Today I participated in a discussion on how to develop a school-wide positive behavior system. When we got into the discussion of tangible rewards (giving children something- a sticker, a prize, a ticket- for doing something right) I started to cringe. My Responsive Classroom background makes me shudder thinking of tangible rewards for school-wide programs although I know they can be useful. I use them on an individual level, but feel wary of whole-school programs.
Then the discussion facilitator said something I hadn't thought of before.
The tickets aren't for the kids, she explained. The tickets are for the adults. They serve as a tangible reminder to us that we need to praise good behavior. They keep us honest and hold us to the 4:1 ratio where we should be commenting on 4 or 5 positive behaviors for every negative behavior we comment on.
I'd never looked at it that way before, but it's true. When I am working with a behavior plan that involves giving a child something- stickers or "caught-you-being-good" slips, I have a tangible reminder that I need to give something out. When working with some kids I like to cover my hand in small reward stickers. My personal goal for the morning is to give out all the reward stickers so that I can go to lunch un-stickered. If I don't distribute all the stickers then I know I was doing something wrong.
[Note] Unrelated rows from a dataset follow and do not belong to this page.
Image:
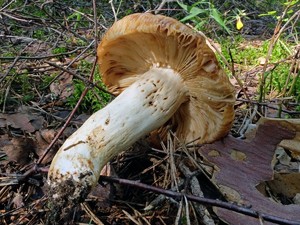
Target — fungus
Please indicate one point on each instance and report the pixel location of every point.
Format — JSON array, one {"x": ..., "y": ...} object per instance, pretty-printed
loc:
[{"x": 163, "y": 73}]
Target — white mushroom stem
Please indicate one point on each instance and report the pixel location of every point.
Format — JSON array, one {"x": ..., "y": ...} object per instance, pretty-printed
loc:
[{"x": 143, "y": 107}]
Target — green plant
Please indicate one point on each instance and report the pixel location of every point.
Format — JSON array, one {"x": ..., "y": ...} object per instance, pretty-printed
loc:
[{"x": 200, "y": 14}]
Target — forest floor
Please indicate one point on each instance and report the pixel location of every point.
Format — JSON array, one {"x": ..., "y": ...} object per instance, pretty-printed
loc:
[{"x": 251, "y": 175}]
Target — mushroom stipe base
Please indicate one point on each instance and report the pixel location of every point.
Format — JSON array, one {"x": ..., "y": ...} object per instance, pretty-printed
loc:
[{"x": 143, "y": 107}]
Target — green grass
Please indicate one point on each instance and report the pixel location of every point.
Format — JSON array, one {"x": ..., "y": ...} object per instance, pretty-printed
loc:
[{"x": 248, "y": 57}]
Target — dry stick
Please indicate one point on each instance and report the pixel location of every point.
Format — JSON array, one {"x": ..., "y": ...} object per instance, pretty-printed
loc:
[
  {"x": 41, "y": 57},
  {"x": 88, "y": 82},
  {"x": 230, "y": 67},
  {"x": 269, "y": 106},
  {"x": 296, "y": 64},
  {"x": 62, "y": 26},
  {"x": 75, "y": 59},
  {"x": 95, "y": 25},
  {"x": 113, "y": 9},
  {"x": 236, "y": 78},
  {"x": 205, "y": 201},
  {"x": 276, "y": 35}
]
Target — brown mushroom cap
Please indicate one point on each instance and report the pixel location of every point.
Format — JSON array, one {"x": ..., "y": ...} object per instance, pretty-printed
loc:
[{"x": 142, "y": 41}]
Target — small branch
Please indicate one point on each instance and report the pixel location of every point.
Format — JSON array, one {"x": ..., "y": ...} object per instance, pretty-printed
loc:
[
  {"x": 205, "y": 201},
  {"x": 41, "y": 57},
  {"x": 269, "y": 106}
]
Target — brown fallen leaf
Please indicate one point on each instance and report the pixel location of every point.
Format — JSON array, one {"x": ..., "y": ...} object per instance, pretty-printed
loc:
[
  {"x": 242, "y": 165},
  {"x": 63, "y": 86}
]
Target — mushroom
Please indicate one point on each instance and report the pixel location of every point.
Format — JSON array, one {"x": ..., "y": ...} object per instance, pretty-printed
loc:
[{"x": 166, "y": 77}]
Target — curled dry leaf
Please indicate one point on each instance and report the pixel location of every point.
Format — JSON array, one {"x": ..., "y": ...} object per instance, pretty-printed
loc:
[{"x": 242, "y": 165}]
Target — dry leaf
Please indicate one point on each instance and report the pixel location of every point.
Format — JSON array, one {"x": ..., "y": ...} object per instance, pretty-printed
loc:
[
  {"x": 243, "y": 165},
  {"x": 17, "y": 149}
]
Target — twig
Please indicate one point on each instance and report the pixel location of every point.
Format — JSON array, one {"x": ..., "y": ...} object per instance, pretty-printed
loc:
[
  {"x": 269, "y": 106},
  {"x": 42, "y": 57},
  {"x": 88, "y": 82},
  {"x": 69, "y": 118},
  {"x": 113, "y": 9},
  {"x": 205, "y": 201},
  {"x": 276, "y": 35}
]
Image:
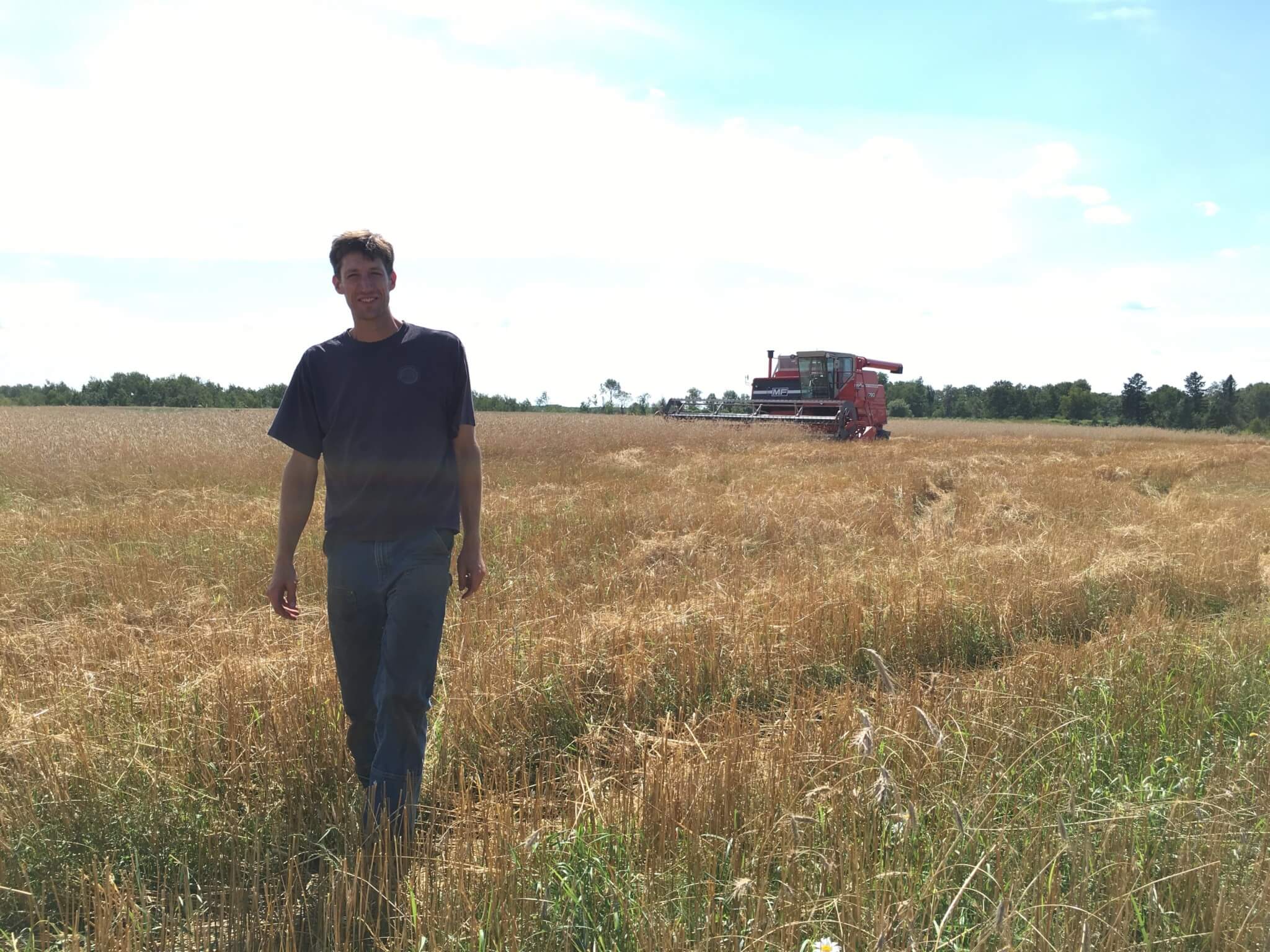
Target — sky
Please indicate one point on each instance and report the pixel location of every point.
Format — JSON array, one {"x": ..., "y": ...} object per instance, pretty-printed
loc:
[{"x": 1024, "y": 190}]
When she put it that way using tangible objects to reward behavior suddenly made sense and gave me a whole new perspective.
Of course, when using such reward systems one has to understand the how and why behind it and to be sure to implement it so that it does not become bribery. Whatever the object is must still be about facilitating a positive interaction between the student and teacher where the student understands the reason behind the reward. While such programs still make me a bit nervous, I have a much better understanding of their purpose now.
I love when my thinking gets shifted.